In this paper, we demonstrate the formal verification of a practical timed asynchronous circuit. The target circuit is obtained by abstracting the instruction cache subsystem of a real asynchronous processor, TITAC 2. We also show several techniques to improve our verification method. The improved verifier could verify the target circuit in approximately 15 minutes, using less than 20 MBytes of memory.
INTRODUCTION
In order to avoid the various difficulties which arise in designing large synchronous circuits, such as clock skews, high power consumption, and so on, designing asynchronous circuits without any clock systems has been attracting notice. In fact, several research groups demonstrated that an entire microprocessor could be designed and fabricated in this manner [Martin et al., 1989; Furber et al., 1994; Furber et al., 1996; Nanya et al., 1994; Takamura et al., 1997] . One significant problem that asynchronous circuit designers face is a lack of CAD systems. From a verification point of view, the cost of verifying asynchronous circuits is considerably higher than that for synchronous circuits because each wire of asynchronous circuits has states, and as a result, the state spaces of asynchronous circuits are often very large. Furthermore, in re-cent asynchronous circuit design, designers have preferred to use timed circuits for implementing fast and compact circuits. This also makes verification difficult, and prevents us from applying the latest verification techniques for untimed systems, such as symbolic model checking [Burch et al., 1992] or partial order reduction [Valmari, 1990; Katz and Peled, 1990; Godefroid, 1990] . Thus, our recent interest has been in developing efficient verification tools for timed asynchronous circuits. VINAS-P (VerIfier based on time petri Nets for timed Asynchronous Systems using Partial order reduction) is our newest formal verification tool for timed asynchronous circuits using techniques proposed in [Yoneda and Ryu, 1999] . The main idea in these techniques is partial order reduction based on the timed version [Yoneda and Schlingloff, 1997] of the Stubborn set method [Valmari, 1990] . The most closely related work is probably the ATACS which was developed at the University of Utah [Belluomini and Myers, 1998 ], however, these two tools employ different treatments for the trade-off between efficiency and expressibility in specifications.
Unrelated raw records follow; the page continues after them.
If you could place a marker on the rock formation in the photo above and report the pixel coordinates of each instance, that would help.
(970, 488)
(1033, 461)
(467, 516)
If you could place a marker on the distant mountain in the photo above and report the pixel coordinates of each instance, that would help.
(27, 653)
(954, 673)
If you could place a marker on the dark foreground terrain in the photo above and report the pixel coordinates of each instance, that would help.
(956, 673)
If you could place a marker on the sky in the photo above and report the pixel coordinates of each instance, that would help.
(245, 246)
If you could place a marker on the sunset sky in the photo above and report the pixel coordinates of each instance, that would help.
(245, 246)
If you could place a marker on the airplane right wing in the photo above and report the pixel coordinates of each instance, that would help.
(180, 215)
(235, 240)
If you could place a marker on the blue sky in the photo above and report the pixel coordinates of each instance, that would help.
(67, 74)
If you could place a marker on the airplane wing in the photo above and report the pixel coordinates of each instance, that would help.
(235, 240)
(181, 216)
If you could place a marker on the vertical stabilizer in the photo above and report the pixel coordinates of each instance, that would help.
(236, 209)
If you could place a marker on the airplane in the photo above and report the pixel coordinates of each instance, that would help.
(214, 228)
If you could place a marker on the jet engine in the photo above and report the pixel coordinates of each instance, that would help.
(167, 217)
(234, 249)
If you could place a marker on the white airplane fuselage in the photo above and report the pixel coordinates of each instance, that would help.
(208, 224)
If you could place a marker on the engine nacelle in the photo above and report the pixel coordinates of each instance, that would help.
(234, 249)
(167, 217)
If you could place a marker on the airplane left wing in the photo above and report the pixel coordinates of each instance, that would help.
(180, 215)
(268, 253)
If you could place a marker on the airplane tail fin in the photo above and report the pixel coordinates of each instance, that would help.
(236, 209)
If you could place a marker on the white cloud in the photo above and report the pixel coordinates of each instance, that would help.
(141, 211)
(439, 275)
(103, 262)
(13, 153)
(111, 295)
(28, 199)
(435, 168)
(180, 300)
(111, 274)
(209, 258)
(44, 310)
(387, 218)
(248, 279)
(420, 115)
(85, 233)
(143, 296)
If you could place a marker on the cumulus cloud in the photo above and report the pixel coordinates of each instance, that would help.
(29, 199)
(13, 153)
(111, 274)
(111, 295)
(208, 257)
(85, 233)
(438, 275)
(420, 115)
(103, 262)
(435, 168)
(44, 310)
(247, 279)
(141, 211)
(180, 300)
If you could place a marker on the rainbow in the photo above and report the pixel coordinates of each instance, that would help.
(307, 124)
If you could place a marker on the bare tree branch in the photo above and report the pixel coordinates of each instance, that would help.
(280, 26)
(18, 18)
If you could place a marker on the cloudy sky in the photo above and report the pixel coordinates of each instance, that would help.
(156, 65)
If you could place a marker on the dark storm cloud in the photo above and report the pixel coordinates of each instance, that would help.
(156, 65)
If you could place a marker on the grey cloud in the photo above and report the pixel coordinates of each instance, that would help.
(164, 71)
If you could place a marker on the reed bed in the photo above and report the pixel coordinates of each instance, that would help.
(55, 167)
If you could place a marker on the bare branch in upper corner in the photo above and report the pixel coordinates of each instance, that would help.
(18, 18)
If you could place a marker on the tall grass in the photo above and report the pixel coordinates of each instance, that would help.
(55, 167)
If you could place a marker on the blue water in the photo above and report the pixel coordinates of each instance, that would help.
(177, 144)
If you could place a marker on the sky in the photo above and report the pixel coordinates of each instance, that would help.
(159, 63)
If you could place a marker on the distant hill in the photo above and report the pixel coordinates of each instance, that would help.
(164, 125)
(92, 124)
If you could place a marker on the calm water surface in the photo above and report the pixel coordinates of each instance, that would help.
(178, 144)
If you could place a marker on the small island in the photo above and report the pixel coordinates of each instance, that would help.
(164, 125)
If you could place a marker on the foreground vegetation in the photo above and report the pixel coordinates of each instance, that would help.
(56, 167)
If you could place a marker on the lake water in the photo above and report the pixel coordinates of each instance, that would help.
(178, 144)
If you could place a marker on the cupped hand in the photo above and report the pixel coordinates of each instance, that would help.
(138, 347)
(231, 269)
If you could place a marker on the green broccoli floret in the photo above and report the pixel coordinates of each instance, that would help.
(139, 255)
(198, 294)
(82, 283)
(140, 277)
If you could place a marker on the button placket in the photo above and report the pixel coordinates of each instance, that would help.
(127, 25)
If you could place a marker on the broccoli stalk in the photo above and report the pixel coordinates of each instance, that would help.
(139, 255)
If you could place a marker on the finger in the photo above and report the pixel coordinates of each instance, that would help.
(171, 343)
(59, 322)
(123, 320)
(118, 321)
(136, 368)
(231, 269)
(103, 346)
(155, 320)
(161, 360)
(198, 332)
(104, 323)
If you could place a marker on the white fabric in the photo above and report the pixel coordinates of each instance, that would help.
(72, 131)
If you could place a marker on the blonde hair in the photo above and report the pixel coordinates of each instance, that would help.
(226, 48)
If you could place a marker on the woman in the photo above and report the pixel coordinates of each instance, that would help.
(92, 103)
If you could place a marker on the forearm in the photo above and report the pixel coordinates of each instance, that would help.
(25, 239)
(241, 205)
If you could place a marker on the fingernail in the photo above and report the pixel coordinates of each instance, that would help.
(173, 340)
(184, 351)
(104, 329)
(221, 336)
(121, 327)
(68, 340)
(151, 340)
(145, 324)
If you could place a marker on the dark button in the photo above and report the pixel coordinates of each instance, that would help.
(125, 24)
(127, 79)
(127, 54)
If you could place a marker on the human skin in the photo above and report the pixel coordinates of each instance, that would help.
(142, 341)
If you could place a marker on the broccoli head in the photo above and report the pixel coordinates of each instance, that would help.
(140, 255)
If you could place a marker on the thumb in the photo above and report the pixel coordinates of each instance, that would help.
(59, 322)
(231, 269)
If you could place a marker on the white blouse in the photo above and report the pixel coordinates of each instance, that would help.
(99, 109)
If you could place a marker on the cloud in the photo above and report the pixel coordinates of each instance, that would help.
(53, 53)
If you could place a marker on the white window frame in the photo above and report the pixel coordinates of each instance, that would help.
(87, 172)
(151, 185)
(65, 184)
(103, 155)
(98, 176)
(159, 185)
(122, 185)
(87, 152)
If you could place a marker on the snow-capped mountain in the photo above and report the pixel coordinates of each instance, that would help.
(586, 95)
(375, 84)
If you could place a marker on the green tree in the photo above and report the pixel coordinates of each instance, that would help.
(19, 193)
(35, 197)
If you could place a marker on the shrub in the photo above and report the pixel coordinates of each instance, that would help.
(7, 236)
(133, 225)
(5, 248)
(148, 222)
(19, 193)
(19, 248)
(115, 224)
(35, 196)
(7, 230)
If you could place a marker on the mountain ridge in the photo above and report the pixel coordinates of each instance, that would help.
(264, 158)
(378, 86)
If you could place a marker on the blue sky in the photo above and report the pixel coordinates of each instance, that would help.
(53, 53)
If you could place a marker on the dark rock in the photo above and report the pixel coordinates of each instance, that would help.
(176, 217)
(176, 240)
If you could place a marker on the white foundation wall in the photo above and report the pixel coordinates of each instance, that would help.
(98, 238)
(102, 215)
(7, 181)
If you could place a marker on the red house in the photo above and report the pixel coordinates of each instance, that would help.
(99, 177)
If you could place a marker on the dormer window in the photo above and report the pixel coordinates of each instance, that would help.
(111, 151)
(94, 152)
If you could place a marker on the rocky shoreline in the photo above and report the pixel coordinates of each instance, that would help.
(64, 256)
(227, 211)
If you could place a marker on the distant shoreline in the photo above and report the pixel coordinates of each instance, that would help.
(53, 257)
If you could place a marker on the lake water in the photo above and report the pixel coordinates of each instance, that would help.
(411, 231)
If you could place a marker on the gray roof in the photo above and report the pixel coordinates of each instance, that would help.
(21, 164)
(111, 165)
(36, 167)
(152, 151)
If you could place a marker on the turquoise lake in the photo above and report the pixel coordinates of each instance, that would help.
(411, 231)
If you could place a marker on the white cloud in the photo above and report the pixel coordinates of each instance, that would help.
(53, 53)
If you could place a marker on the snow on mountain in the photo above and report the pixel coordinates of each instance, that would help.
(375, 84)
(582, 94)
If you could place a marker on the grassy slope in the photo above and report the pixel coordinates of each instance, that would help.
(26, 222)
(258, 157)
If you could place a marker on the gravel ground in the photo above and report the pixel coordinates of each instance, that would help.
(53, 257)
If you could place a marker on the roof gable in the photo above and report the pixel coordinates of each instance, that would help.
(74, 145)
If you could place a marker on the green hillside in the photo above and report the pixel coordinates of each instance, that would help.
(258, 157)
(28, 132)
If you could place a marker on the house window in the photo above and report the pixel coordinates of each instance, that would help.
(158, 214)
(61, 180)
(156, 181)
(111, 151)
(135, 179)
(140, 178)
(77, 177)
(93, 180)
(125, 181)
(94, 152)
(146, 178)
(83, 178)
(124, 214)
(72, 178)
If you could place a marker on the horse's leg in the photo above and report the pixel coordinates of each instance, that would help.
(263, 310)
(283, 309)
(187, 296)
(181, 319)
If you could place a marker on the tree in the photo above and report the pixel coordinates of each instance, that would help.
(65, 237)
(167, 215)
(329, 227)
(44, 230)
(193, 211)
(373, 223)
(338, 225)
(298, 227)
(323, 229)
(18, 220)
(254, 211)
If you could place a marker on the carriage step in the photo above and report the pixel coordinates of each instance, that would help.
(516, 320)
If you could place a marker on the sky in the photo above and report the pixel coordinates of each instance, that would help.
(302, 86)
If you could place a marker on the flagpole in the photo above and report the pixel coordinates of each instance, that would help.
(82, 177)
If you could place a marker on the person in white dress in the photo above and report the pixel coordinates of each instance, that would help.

The purpose of this paper is to demonstrate the verification of a practical-sized timed asynchronous circuit using VINAS-P. The target circuit is obtained from TITAC 2 [Takamura et al., 1997] . TITAC 2 is a real 32-bit fully asynchronous processor which was developed at the University of Tokyo and the Tokyo Institute of Technology in 1997. It accepts almost all MIPS R2000 instructions, and contains half a million CMOS transistors. It was designed under the scalable-delay-insensitive (SDI) model, where its verification problem can be reduced to that of bounded delay circuits. Thus, it contains numerous subcircuits which are suitable as benchmark circuits for timed asynchronous circuit verification. We focus on the instruction cache subsystem of TITAC 2 because it is one of the most complicated subsystems in TITAC 2, and verifying it formally is a challenging task. However, for the formal verification, 32-bit data/address buses are too large to be handled. Therefore, we need to obtain an abstracted and simplified version of the subsystem in which many interesting properties can still be verified. This abstracted circuit contains approximately 200 gates, and its time Petri net model includes 1527 places and 1697 transitions. The original VINAS-P could handle this circuit, but it was very slow. This was mainly due to the on-line analysis needed for the partial order reduction. This paper proposes some techniques to improve the performance of VINAS-P. The improved VINAS-P could finally verify the target circuit in about 15 minutes, using less than 20 MBytes of memory.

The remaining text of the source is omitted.